While the present invention has been described and illustrated by reference to particular embodiments, those of ordinary skill in the art will appreciate that the invention lends itself to variations not necessarily illustrated herein. For this reason, then, reference should be made solely to the appended claims for purposes of determining the true scope of the present invention.

Claims (6)

What is claimed is:
1. A process for hydrotreating a first aromatics- and sulfur-containing hydrocarbon feed boiling in the diesel fuel range using a fresh supported CoMo catalyst, the process comprising:
treating a fresh, sulfided CoMo hydrotreating catalyst having a support of amorphous alumina, silica or alumina-silica, under first hydrotreating conditions including a temperature of about 300° C. to about 350° C., a pressure of about 1.5 MPaq to about 3.5 MPaq, and an LHSV of about 0.3 hr−1 to about 1.0 hr−1 with a second hydrocarbon feed having a lower aromatics content than said first feed, the second hydrocarbon feed having an aromatics content of less than 20 wt % to reduce the activity of the catalyst by at least 5% and, following the treatment with the second hydrocarbon feed,
hydrotreating the first feed using the treated catalyst under hydrotreating conditions including a temperature of about 300° C. to about 380° C., a pressure of about 1.5 MPag to about 3.5 MPaq, and an LHSV of about 0.2 hr−1 to about 0.8 hrto reduce the sulfur content of said first feed to 15 wppm or less.

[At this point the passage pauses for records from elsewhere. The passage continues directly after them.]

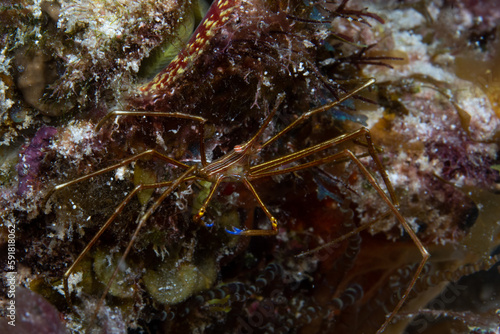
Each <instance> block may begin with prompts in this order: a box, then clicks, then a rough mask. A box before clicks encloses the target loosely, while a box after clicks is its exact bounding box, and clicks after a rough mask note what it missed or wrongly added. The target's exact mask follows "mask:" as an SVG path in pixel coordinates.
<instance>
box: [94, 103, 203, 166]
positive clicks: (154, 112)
mask: <svg viewBox="0 0 500 334" xmlns="http://www.w3.org/2000/svg"><path fill="white" fill-rule="evenodd" d="M118 116H134V117H144V116H147V117H150V116H152V117H168V118H178V119H186V120H191V121H196V122H198V133H199V134H200V156H201V164H202V166H206V165H208V163H207V156H206V153H205V141H204V134H205V123H206V122H207V120H206V119H205V118H203V117H200V116H193V115H189V114H184V113H180V112H171V113H169V112H155V111H121V110H115V111H111V112H110V113H108V114H107V115H106V116H104V117H103V118H102V119H101V120H100V121H99V123H97V126H96V131H99V129H100V128H101V127H102V126H103V125H104V123H106V122H107V121H108V120H109V119H111V118H116V117H118Z"/></svg>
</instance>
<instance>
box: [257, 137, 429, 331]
mask: <svg viewBox="0 0 500 334" xmlns="http://www.w3.org/2000/svg"><path fill="white" fill-rule="evenodd" d="M367 134H368V136H367ZM362 135H365V138H366V139H367V143H368V146H369V147H370V146H371V147H372V149H371V150H373V152H370V155H371V156H372V158H373V159H374V160H375V162H376V164H377V168H378V169H379V172H380V174H381V175H382V178H383V179H384V183H385V184H386V186H387V189H388V191H389V193H390V196H391V198H394V199H395V198H396V196H395V193H394V190H393V188H392V185H391V183H390V181H389V179H388V177H387V174H386V173H385V169H383V166H382V163H381V162H380V160H379V159H378V156H377V154H376V152H375V148H374V146H373V143H372V142H371V138H370V136H369V130H368V129H366V128H361V129H359V130H357V131H355V132H353V133H350V134H345V135H342V136H339V137H336V138H333V139H331V140H327V141H325V142H323V143H319V144H317V145H314V146H312V147H309V148H305V149H303V150H300V151H298V152H294V153H291V154H288V155H286V156H283V157H280V158H277V159H274V160H271V161H268V162H265V163H262V164H259V165H256V166H253V167H251V168H250V173H249V177H248V178H249V179H250V180H252V179H257V178H261V177H266V176H273V175H280V174H285V173H290V172H295V171H299V170H303V169H306V168H310V167H314V166H318V165H321V164H325V163H329V162H335V161H342V160H346V159H349V160H351V161H353V162H354V163H355V164H356V165H357V166H358V168H359V169H360V171H361V172H362V174H363V175H364V176H365V178H366V179H367V180H368V182H369V183H370V184H371V185H372V187H373V188H374V189H375V190H376V191H377V192H378V194H379V196H380V198H381V199H382V200H383V201H384V202H385V203H386V204H387V206H388V208H389V209H390V211H392V213H393V214H394V215H395V216H396V218H397V220H398V221H399V222H400V223H401V225H402V226H403V228H404V230H405V231H406V233H408V235H409V236H410V238H411V239H412V241H413V243H414V244H415V245H416V246H417V248H418V250H419V251H420V254H421V255H422V260H421V262H420V264H419V266H418V267H417V269H416V271H415V274H414V276H413V278H412V279H411V281H410V284H409V285H408V287H407V288H406V290H405V292H404V294H403V295H402V296H401V299H400V300H399V302H398V304H397V305H396V306H395V308H394V310H393V311H392V312H391V314H390V315H389V316H388V317H387V318H386V320H385V322H384V323H383V325H382V326H381V327H380V329H379V330H378V331H377V333H381V332H383V331H384V330H385V328H386V327H387V326H388V325H389V323H390V322H391V321H392V319H393V318H394V316H395V315H396V314H397V312H398V311H399V309H400V308H401V307H402V306H403V304H404V303H405V301H406V299H407V298H408V295H409V293H410V291H411V289H412V288H413V286H414V285H415V282H416V281H417V279H418V277H419V276H420V273H421V272H422V269H423V267H424V265H425V263H426V262H427V260H428V258H429V252H428V251H427V249H426V248H425V247H424V245H423V244H422V242H421V241H420V239H419V238H418V237H417V235H416V234H415V232H414V231H413V229H412V228H411V227H410V226H409V225H408V222H406V220H405V219H404V217H403V216H402V215H401V213H400V212H399V210H398V208H397V207H396V205H395V203H397V202H395V200H391V198H389V197H388V196H387V194H386V193H385V192H384V191H383V189H382V188H381V187H380V185H379V184H378V182H377V181H376V180H375V178H374V177H373V176H372V175H371V174H370V172H369V171H368V170H367V169H366V167H365V166H364V165H363V164H362V163H361V161H360V160H359V158H358V157H357V156H356V155H354V153H352V152H351V151H350V150H347V149H346V150H343V151H341V152H338V153H335V154H332V155H330V156H327V157H324V158H319V159H316V160H313V161H310V162H306V163H302V164H299V165H297V166H293V167H288V168H285V169H278V170H276V168H279V167H281V166H283V165H286V164H289V163H292V162H295V161H298V160H300V159H302V158H305V157H307V156H310V155H312V154H314V153H317V152H320V151H323V150H325V149H327V148H330V147H332V146H335V145H338V144H340V143H343V142H346V141H348V140H354V139H356V138H358V137H360V136H362Z"/></svg>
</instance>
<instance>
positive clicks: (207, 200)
mask: <svg viewBox="0 0 500 334" xmlns="http://www.w3.org/2000/svg"><path fill="white" fill-rule="evenodd" d="M222 179H223V178H222V177H219V178H217V180H216V181H215V182H214V183H213V184H212V186H211V187H210V192H209V193H208V196H207V198H205V200H204V201H203V204H202V205H201V208H200V209H199V210H198V213H197V214H196V215H195V216H194V217H193V220H194V221H196V222H198V221H200V219H201V218H202V217H203V216H204V215H205V212H206V211H207V206H208V203H210V201H211V200H212V197H214V194H215V191H216V190H217V188H218V187H219V185H220V183H221V182H222Z"/></svg>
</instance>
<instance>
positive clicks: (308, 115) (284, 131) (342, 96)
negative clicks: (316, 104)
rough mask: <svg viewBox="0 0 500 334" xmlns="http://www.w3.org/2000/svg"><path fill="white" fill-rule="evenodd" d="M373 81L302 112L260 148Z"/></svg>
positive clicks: (370, 81)
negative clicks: (343, 95)
mask: <svg viewBox="0 0 500 334" xmlns="http://www.w3.org/2000/svg"><path fill="white" fill-rule="evenodd" d="M373 83H375V79H373V78H370V79H368V80H367V81H366V82H365V83H363V84H362V85H361V86H359V87H358V88H356V89H354V90H353V91H350V92H349V93H347V94H346V95H344V96H342V97H341V98H340V99H338V100H336V101H333V102H330V103H327V104H324V105H322V106H321V107H318V108H315V109H312V110H310V111H308V112H306V113H304V114H302V115H301V116H299V117H298V118H297V119H296V120H295V121H293V122H292V123H290V124H289V125H288V126H287V127H285V128H284V129H283V130H281V131H280V132H278V133H277V134H275V135H274V136H273V137H271V138H270V139H269V140H267V141H266V142H265V143H264V144H262V145H261V148H264V147H266V146H268V145H270V144H271V143H273V142H274V141H276V140H277V139H278V138H280V137H282V136H283V135H284V134H285V133H287V132H288V131H290V130H292V129H293V128H294V127H296V126H297V125H299V124H301V123H303V122H304V121H306V120H307V119H309V118H310V117H311V116H313V115H315V114H319V113H322V112H324V111H327V110H328V109H331V108H333V107H335V106H337V105H339V104H341V103H342V102H344V101H346V100H347V99H349V98H351V97H353V96H354V95H356V94H357V93H359V92H360V91H362V90H363V89H365V88H367V87H369V86H371V85H372V84H373Z"/></svg>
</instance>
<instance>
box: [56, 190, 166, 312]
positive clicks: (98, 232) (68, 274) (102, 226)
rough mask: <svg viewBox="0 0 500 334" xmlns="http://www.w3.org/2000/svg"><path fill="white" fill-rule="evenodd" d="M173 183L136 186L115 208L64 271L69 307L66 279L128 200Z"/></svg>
mask: <svg viewBox="0 0 500 334" xmlns="http://www.w3.org/2000/svg"><path fill="white" fill-rule="evenodd" d="M172 182H173V181H167V182H160V183H152V184H140V185H138V186H136V187H135V188H134V189H133V190H132V191H131V192H130V193H129V194H128V195H127V197H125V198H124V199H123V200H122V201H121V203H120V204H119V205H118V206H117V207H116V209H115V211H114V212H113V214H112V215H111V216H110V217H109V218H108V220H106V222H105V223H104V225H103V226H102V227H101V228H100V229H99V231H98V232H97V233H96V234H95V235H94V237H93V238H92V240H90V242H89V243H88V244H87V246H85V249H84V250H83V251H82V252H81V253H80V254H79V255H78V257H77V259H76V260H75V261H74V262H73V264H72V265H71V266H70V267H69V268H68V270H66V272H65V273H64V276H63V284H64V295H65V296H66V300H67V301H68V304H69V305H70V306H71V298H70V295H69V288H68V279H69V277H70V275H71V274H72V273H73V271H74V270H75V268H76V267H77V266H78V264H79V263H80V261H81V260H82V259H83V258H84V257H85V255H86V254H87V253H88V252H89V251H90V249H91V248H92V246H94V245H95V243H96V242H97V240H99V238H100V237H101V235H102V234H103V233H104V231H106V230H107V229H108V227H109V226H110V225H111V223H112V222H113V221H114V220H115V219H116V217H117V216H118V215H119V214H120V213H121V212H122V211H123V209H124V208H125V206H126V205H127V204H128V203H129V202H130V200H131V199H132V198H133V197H134V196H135V195H136V194H137V193H138V192H140V191H142V190H145V189H155V188H162V187H167V186H169V185H171V184H172Z"/></svg>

2. The process of claim 1, wherein said treating with the second hydrocarbon feed is conducted from 3 days to 10 days.
3. The process of claim 1, wherein said first and second hydrotreating conditions are substantially the same.
4. The process of claim 1, wherein the first feed has an aromatics content of at least 20 wt %.
5. The process of claim 1, wherein the second feed is produced by adding aliphatic hydrocarbons to the first feed.
6. The process of claim 5, further comprising adding said aliphatic Hydrocarbons to the first feed so as to reduce an aromatics content thereof by at least 50%.